Part II looks at a variety of third-party tools, libraries, and frameworks designed to make distributed programming in Ruby easy, fun, and robust. Some of these libraries build on the DRb and Rinda libraries we learned about in Part I, and others don’t. Some are based on executing arbitrary code on another machine. Others are based on running code in the background to elevate performance.
Part III takes a close look at some of the leading distributed message queues available to the Ruby community. These queues can help facilitate communication and tasks between your applications. Distributed message queues can help increase your applications’ performance by queuing up work to be done at a later date instead of at runtime.
Finally, Part IV looks at a few libraries that are designed to work exclusively with the Ruby on Rails web framework. These libraries might already be familiar to you if you have been using Ruby on Rails for several years. But there is always something to be learned, and that’s what the chapters in this part of this book will help you with.

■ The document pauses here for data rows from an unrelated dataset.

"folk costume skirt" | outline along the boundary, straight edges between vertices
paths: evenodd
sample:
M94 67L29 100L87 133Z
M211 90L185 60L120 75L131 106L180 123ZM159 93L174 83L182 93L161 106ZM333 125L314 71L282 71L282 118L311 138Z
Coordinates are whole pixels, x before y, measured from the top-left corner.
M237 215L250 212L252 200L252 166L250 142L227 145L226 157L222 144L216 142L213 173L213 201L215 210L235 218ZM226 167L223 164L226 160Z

During the course of the book, we will examine a breadth of different technologies; however, this book is not necessarily a how-to guide. Instead, you will use these different technologies to help understand the complex problems associated with distributed programming and several different ways you can solve these problems. You’ll use these technologies to learn about RMI, message queues, and MapReduce, among others.
How to Run the Examples
I have tried to make this book as easy to use and follow as possible. When a new technology is referenced or introduced, I give you a link to find out more about it and/or its developer(s). When you see a code sample, unless otherwise stated, I present that sample in its entirety. I have also taken extra effort to make sure that you can easily run each of those code samples as is. Unless otherwise stated, you should be able to take any code sample, copy it into a Ruby file, and run it using the ruby command, like this:
$ ruby foo.rb
There are times when a file needs to be named something specific or has to be run with a special command. In particular, Chapter 4, "Starfish," covers this issue. At that time I will call your attention to these details so that you can run the examples without hassle.
In some chapters, such as Chapters 2, "Rinda," and 8, "AMQP/RabbitMQ," background servers need to be run for the examples to run correctly. It is highly recommended that you restart these background servers between each set of examples that are presented in these chapters. A lot of these chapters iteratively build on a piece of software, and restarting the servers between runs helps eliminate potentially confusing results.